Т. Дикон [67] высказывает точку зрения, согласно которой — язык «оккупировал» мозг и адаптировался к нему в гораздо большей мере, нежели мозг эволюционировал в сторону языка. Мозг и язык ко-эволюционируют, но главную адаптационную работу, по Дикону, делает язык. Дети, таким образом, уже рождаются с мозгом, готовым к синтаксическим процедурам именно из-за развития языка в сторону наиболее вероятностных характеристик, что и фиксируется генетически. Мозг необходим для мышления, но недостаточен, нужен опыт. Нерофизиологический субстрат, необходимый для интеллектуальной деятельности, развивается: роль коры у новорожденных детей крайне мала. Общеизвестно, что общая масса мозга менее важна, чем его внутренняя организация и богатство связей. Долгое созревание мозга и позднее начало нейрогенеза обеспечивает больший объём и сложность структуры [68, 34]; чем позднее рождаются нейроны, тем дальше они мигрируют, тем более высокое иерархически положение они занимают и тем большей сложности формируются связи [108], что является основой для высших функций, тем более языка.
Потенциальная возможность говорить зависит от генетических факторов, а реальная речевая продукция — от опыта. Важнейшими характеристиками человеческого языка являются его продуктивность (возможность создания и понимания абсолютно новых сообщений) и иерархическая, и даже «цифровая», структура, т. е. наличие уровней — фонологического, морфологического, синтаксического и уровня дискурса. Такая структурная специфичность общепризнана как уникальная особенность данной системы. Поэтому поиски как правил, описывающих собственно лингвистические феномены, так и генетических основ языковой компетенции базируются прежде всего на анализе этих характеристик.
Согласно одному из взглядов эволюция сделала рывок, приведший к обретению мозгом способности к вычислению, использованию рекурсивных правил и ментальных репрезентаций, создав тем самым основу для мышления и языка в человеческом смысле. Новая «грамматическая машина», как это называет Джэкендофф [97], позволила усложнять и наращивать языковые структуры для организации (мышление) и передачи (коммуникация) все усложняющихся концептов.

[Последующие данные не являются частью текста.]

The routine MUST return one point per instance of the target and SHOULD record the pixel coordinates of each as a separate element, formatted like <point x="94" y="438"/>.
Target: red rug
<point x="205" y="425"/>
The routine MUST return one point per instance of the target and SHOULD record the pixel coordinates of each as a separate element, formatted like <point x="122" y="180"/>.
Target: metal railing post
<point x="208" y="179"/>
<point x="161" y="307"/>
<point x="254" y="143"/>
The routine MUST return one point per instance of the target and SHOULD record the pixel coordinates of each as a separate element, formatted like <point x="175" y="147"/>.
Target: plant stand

Было неоднократно показано, что ни у горилл [24, 44], ни у шимпанзе [76, 107], не обнаружена доминантность конечностей, что, несмотря на неоднозначность трактовок, всё же является одним из главных показателей мозговой литерализации. Известно также, что абсолютное большинство людей — праворуки и более того, имеют обеспечиваемый преимущественно левым полушарием мозга латеральный профиль, и только 6-12% населения в зависимости от критерия оценки и даже от разброса по разным регионам — левши; показаны также гендерные различия — мужчин-левшей больше [109, 114, 7, 13, 134, 57, 20]
Вопрос о роли церебральной асимметрии в развитии человека ставился многократно и в разных аспектах — влияние генетических факторов и среды (например, типа обучения или культуры), половой диморфизм, разная скорость созревания гемисферных структур, разная скорость протекания нервных процессов (что могло, например, повлиять на особую роль левого полушария в анализе требующих большой скорости обработки фонематических процедур со всеми вытекающими из этого для языковой доминантности последствиями) (См. обзоры: [3, 4,2,39,49, 50,51,53]).
В 1997 году из печати выходит статья Т. Кроу [59], где впервые ставится вопрос о том, что язык и психоз имеют общие эволюционные истоки — генетические изменения или даже генетическое «событие», отделившее Homo sapiens от предшествующих биологических видов. Это связывается им с изменениями половых хромосом, произошедшими на территории Восточной Африки в период от 100 до 250 тысяч лет назад и вызвавшими асимметричный сдвиг в развитии полушарий, особенно в ассоциативной коре, так что левое полушарие стало регулировать наиболее сложные и одновременно ключевые компоненты языка — анализ и синтез фонологических цепочек, морфологию и синтаксис, в то время как к правому полушарию отошла функция регулирования процессов смыслообразования и прагматические аспекты речи.
Идея Кроу сводится к тому, что критические генетические изменения, позволившие полушариям развиваться в известной степени независимо, являются одновременно и теми, которые вызывают психоз, т. е. имеют общие корни [59, 60, 61]. Действительно, нарушение полушарного баланса при шизофрении является установленным фактом [8, 101, 23, 102, 42, 21], однако есть ли основания для такой жёсткой постановки вопроса о едином источнике языка и психоза? Последние психолингвистические исследования языка шизофрении в эволюционном контексте дискуссий вокруг общей генетической истории свидетельствуют о том, что мнения по этому вопросу неоднозначны [131, 66, 115, 65, 61, 58, 56].